Stories of the weird and wonderful people and places in London's history!
In 2014 Borough Market celebrated what it claimed was its one-thousandth birthday. It’s more than feasible that a market has been held in the area for over a millennium, but if Borough Market does indeed have a birth certificate dated 1014 then it’s keeping it very well hidden. The first recorded reference doesn’t appear until two and a half centuries later in 1276, and even then it was for all the wrong reasons.
'Borough' is an alternative name for Southwark – it being the borough outside the City of London, on the south side of London Bridge.

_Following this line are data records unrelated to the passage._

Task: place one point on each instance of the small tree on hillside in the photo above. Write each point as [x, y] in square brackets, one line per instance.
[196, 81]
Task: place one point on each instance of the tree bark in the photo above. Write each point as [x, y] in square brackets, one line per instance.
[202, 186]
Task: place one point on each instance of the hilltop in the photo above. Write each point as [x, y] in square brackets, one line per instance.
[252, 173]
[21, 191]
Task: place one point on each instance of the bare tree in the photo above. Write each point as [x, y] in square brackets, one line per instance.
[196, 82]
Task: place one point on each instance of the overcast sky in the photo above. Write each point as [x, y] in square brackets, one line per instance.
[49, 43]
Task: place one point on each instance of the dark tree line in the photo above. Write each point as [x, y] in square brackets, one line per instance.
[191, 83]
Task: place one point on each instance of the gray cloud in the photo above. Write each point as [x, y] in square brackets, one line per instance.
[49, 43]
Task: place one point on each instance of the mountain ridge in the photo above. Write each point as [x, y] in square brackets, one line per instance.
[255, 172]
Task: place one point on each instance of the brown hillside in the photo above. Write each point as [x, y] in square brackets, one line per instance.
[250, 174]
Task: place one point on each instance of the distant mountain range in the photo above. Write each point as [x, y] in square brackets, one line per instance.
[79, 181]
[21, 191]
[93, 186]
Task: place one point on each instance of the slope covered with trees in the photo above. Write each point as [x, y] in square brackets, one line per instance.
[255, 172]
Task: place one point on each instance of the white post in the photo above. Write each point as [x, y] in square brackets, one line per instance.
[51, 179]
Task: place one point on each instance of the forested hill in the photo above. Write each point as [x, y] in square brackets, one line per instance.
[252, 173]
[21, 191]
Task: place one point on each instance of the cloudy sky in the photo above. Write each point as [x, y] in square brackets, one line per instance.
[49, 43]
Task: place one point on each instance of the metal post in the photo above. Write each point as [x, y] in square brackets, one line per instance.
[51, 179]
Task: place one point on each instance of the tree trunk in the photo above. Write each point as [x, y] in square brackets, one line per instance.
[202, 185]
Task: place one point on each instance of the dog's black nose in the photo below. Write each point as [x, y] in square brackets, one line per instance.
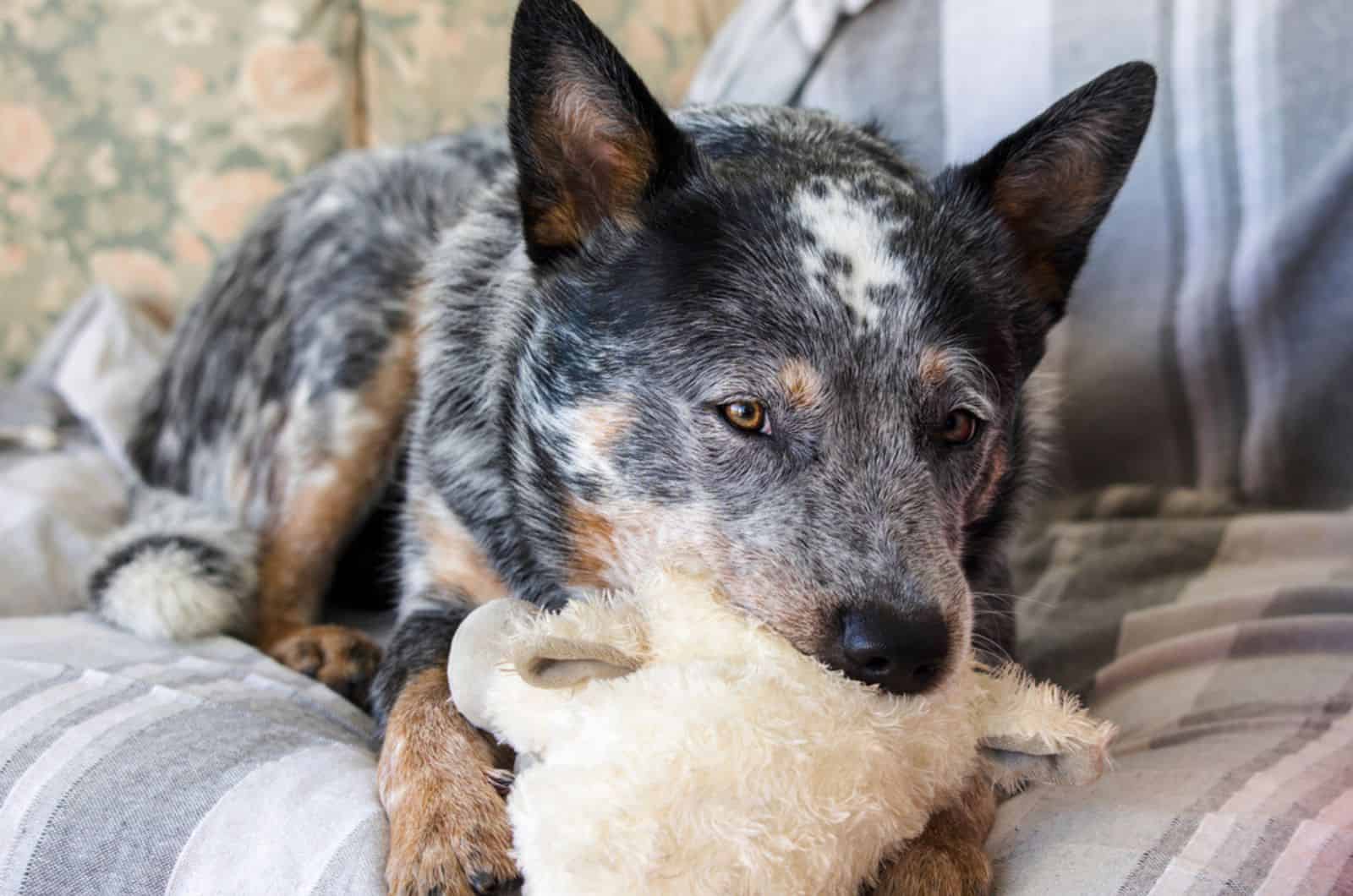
[901, 651]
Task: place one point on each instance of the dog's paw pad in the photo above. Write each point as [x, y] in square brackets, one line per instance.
[342, 658]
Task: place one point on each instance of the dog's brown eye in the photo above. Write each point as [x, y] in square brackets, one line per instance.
[748, 416]
[960, 427]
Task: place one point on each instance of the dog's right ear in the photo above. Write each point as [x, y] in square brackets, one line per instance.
[590, 141]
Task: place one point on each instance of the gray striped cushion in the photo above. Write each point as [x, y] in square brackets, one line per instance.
[137, 768]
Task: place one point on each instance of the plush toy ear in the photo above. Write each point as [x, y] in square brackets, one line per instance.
[1035, 733]
[561, 662]
[478, 650]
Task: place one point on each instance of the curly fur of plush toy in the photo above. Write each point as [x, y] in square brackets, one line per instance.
[673, 746]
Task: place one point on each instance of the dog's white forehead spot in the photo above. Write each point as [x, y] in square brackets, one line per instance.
[850, 256]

This location put Borough Market in an economically advantageous position, being the southern entrance to the capital, and it originally sold grain, fruit, veg, fish and livestock. But the traders in Southwark were undercutting the merchants in the City on the northern side of the Thames, and they had also taken to placing their stalls along London Bridge itself, throttling the flow of traffic along what at the time was the only entrance into London from the south. So in 1276 the City banned all of its citizens from buying “corn, cattle or other merchandise” in Southwark, and the Borough traders were barred from setting up shop on the bridge.
The market was relocated to the south of St Margaret’s Church, which stood on what is now the traffic island with the war memorial on Borough High Street. But the City continued to press for control of the market, and after centuries of lobbying Edward VI granted a Royal Charter in 1550 granting them ownership of all the markets in Southwark; in 1671 Charles II issued a further edict defining the boundaries of the market along the High Street.
By the mid-eighteenth century though the City was facing the same problems it had done five-hundred years earlier: Borough High Street was still the only major thoroughfare into London from the south, and despite numerous attempts to control the chaos of the market, the stallholders and the livestock were creating havoc along the length of Borough High Street. Once again the City lobbied the national authorities, and in 1756 an Act of Parliament was passed to close down the market.
Except that wasn’t the end of the story, because a second Act was also passed that year. This granted the parishioners of St Saviour’s the right to purchase land for a new market, away from the High Street, that would “be and remain an estate for the use and benefit of the said parish for ever”. Funds were raised to buy a plot on the western side of Borough High Street, known as The Triangle, which is where the market has remained ever since. As was stipulated in the 1756 Act of Parliament, the market remains a charitable trust to this day.
By the nineteenth century Borough Market had become solely used for the wholesale of fruit and veg, and the current market buildings were built in the 1850s. The construction of London Bridge Station led to a railway viaduct splitting the market in half in 1862, but the trains brought with them more business and helped the market to grow in importance. As Southwark expanded, so too did Borough Market, with additional plots of land being purchased for ever more stalls. Its proximity to the Thames, its ports being the unloading point for exotic foodstuffs from across the Empire, meant that Borough Market continued to thrive. By the 1930s it boasted four-hundred trading stalls, and Charlie Chaplin - who had grown up near Southwark - sponsored the market's annual sports day, which included a Chaplin lookalike contest.
But the boom times were not to last. The construction of the immense New Covent Garden Market in Vauxhall in the 1970s, coupled with the rise in popularity of supermarkets, killed the trade at the once-dominant Borough Market. By the 1990s it was a shadow of its former self. In what was seen at the time as a last gasp attempt at reviving the market, one-off retail events for the public were held in the middle of the decade. Despite reservations from the market’s trustees, these events proved incredibly popular, and in 1998 food writer Henrietta Green organised a three-day Food Lovers’ Fair. Retail events were held one day a month, then every week, and these days the market is open six days a week – enabling self-confessed ‘foodies’ (although anybody using that term to describe themselves ought to be horse whipped, right after the ‘influencers’) to shop for artisanal cheeses and Italian meats from Tuesday through to Sunday. Today there are one-hundred market stalls, covering four and a half acres.
The retail element of Borough Market may have come to dominate the popular imagination in recent years, but there is still a vibrant wholesale community at the market. Trading for these businesses usually starts at around 2am and is finished by eight in the morning; but there is respite for the night workers at Borough, who can enjoy a pint at the Market Porter pub when it opens its doors to the traders at 6am.